Vor einem Spiel gegen Beitar Nordia stellten Ultras des arabischen Clubs MS Kfar Qasem ihren Gästen einen Tisch mit Snacks und Getränken in den Block. Videos im Fußballforum zeigen, wie die Ultras beider Teams nach dem Spiel in einer Shisha-Bar gemeinsam rauchen, Kicker spielen und Sprechchöre anstimmen. Vor dem »Klassiker«, wie das jüngste Spiel des MS Kfar Qasem gegen Maccabi Sha’arayim angekündigt worden war, waren die Fans aus Rehovot eingeladen, in einem Hummus-Lokal und einer Bäckerei in Kfar Qasem umsonst zu essen.

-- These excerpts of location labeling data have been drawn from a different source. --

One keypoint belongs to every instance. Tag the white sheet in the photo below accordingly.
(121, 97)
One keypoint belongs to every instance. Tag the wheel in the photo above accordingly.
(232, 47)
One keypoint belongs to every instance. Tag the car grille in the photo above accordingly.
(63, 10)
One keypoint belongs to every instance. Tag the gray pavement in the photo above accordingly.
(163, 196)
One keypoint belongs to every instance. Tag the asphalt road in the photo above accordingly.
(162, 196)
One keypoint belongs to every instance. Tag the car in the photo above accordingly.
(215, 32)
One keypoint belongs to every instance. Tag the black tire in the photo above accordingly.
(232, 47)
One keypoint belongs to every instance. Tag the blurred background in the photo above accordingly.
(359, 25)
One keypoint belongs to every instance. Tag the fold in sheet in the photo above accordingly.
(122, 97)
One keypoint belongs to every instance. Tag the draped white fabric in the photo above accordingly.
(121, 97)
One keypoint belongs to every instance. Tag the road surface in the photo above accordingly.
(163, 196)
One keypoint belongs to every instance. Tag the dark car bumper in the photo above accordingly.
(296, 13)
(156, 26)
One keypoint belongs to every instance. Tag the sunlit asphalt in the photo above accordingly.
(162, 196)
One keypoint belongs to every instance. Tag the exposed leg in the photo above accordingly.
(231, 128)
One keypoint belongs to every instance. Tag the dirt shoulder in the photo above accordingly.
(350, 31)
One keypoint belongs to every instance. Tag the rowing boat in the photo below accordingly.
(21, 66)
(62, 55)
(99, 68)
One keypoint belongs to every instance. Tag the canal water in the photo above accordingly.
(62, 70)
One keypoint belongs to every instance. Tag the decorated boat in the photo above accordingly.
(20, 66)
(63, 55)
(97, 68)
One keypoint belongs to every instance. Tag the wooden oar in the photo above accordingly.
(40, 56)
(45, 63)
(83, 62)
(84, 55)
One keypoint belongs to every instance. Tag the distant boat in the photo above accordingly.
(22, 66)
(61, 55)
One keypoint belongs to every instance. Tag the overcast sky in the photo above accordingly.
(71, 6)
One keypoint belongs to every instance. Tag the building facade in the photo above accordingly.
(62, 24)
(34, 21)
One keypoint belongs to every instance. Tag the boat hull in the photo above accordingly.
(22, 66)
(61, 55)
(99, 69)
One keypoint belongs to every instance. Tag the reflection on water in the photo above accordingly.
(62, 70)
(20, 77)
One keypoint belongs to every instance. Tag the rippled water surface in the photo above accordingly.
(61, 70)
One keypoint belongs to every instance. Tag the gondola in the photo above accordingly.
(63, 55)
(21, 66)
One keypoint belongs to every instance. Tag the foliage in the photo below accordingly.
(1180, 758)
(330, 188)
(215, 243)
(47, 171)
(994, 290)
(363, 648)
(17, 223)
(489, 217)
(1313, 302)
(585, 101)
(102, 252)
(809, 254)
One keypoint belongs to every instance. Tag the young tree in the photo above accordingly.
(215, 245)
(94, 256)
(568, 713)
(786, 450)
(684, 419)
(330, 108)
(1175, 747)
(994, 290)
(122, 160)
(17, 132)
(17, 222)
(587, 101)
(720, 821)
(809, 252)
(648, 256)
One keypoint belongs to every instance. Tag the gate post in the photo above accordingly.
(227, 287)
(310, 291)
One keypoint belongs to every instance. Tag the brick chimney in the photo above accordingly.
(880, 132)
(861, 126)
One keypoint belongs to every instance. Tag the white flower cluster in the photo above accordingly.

Alaa Amer, der als Jugendlicher zu jedem Spiel von Maccabi Tel Aviv ging, sagt, die Ultras von Kfar Qasem hätten sich 2013 zusammengefunden, um in der Stadt etwas Positives zu schaffen und den Kindern und Jugendlichen ein Angebot abseits der Straße zu machen. Fußballfans der Stadt, zuvor meist Anhänger großer Vereine wie Maccabi Haifa oder Hapoel Tel Aviv, hätten beschlossen, die große Fußballatmosphäre aus der ersten Liga auf die Ränge des örtlichen Abu-Hamis-Stadions zu bringen. Entsprechend erschallen die meisten Sprechchöre der Ultras des MS Kfar Qasem auf Hebräisch. Einen eigenen arabischen Verein zu unterstützen, statt eine Minderheit unter den Anhängern eines jüdischen zu sein, und dabei Wert auf gute Beziehungen zu jüdischen Mannschaften zu legen – das ist ein Musterbeispiel für die Israelisierung der arabischen Bevölkerung. Erfolgreich ist MS Kfar Qasem noch dazu: Am Ende eines äußerst spannenden Zweikampfs mit Hakoah Amidar Ramat Gan sicherte sich der Club in diesem Jahr die Meisterschaft in der dritten Liga Süd. Das war Anlass für mehrtägige Feierlichkeiten in der Stadt.